With news on an almost constant basis coming out about the Patient Protection and Affordable Care Act (ACA), it may be difficult for business owners to keep track of all the provisions that are set to go into effect in 2014, many of which they may need to know. To help understand what these statutes are, LifeHealthPro outlines what they include and why they're important to know.
Perhaps the most relevant provision for business owners is the employer mandate, which is colloquially referred to as the "Pay or Play" statute. For all employers that have at least 50 full-time employees, they will be required to offer minimal essential health coverage benefits for their workers. If they don't, they'll be levied a fine of $2,000 for each employee that isn't given extended employee benefits.
In addition, employers must pay for a certain percentage of the coverage costs. LifeHealthPro points out that business owners who don't provide for 60 percent of the coverage cost will be levied a tax of $3,000 annually for every full-time employee.
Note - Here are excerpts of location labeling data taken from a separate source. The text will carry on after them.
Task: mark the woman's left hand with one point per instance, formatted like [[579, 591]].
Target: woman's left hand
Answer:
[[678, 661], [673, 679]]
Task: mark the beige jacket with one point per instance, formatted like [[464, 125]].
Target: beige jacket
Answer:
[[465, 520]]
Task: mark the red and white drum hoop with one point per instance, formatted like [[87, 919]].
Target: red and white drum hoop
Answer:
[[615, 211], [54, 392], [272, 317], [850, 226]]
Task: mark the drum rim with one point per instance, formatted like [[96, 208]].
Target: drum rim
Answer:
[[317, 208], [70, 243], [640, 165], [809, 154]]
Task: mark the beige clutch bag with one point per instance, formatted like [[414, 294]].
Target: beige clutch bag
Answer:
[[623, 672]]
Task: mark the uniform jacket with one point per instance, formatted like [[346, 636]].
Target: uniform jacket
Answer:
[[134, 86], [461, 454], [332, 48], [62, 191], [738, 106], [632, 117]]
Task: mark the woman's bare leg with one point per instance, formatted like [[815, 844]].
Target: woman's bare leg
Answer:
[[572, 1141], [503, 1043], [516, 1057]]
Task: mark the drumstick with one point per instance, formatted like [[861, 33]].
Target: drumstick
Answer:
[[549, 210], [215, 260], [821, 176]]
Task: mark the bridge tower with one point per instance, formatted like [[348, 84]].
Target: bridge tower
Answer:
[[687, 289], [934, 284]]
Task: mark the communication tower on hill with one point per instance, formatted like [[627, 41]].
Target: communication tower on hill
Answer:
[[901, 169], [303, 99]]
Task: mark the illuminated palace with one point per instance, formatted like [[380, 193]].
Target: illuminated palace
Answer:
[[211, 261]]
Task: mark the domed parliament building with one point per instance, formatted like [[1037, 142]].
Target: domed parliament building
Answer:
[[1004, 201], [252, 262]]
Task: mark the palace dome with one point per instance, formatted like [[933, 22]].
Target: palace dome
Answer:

The government defines a full-time employee as one who works a minimum of 30 hours per week.
Something else business owners ought to know about is automatic enrollment. LifeHealthPro notes that for employers who have more than 200 workers on their payroll, employees must be notified of the automatic enrollment procedure, and if they so choose, the ability to opt out and renew on a manual basis. Automatic enrollment must also be granted to new full-time employees as well.
There is also a strict limit on the amount of time an employee's health plan can lie dormant before going into effect. Starting in 2014, all group health policies will have a maximum 90-day waiting period before they kick in.
Even among those companies that aren't required to provide employee benefits for their workers, most say that they will continue to provide coverage for their workers, according to the results of a survey conducted this past spring by the International Foundation of Employee Benefit Plans.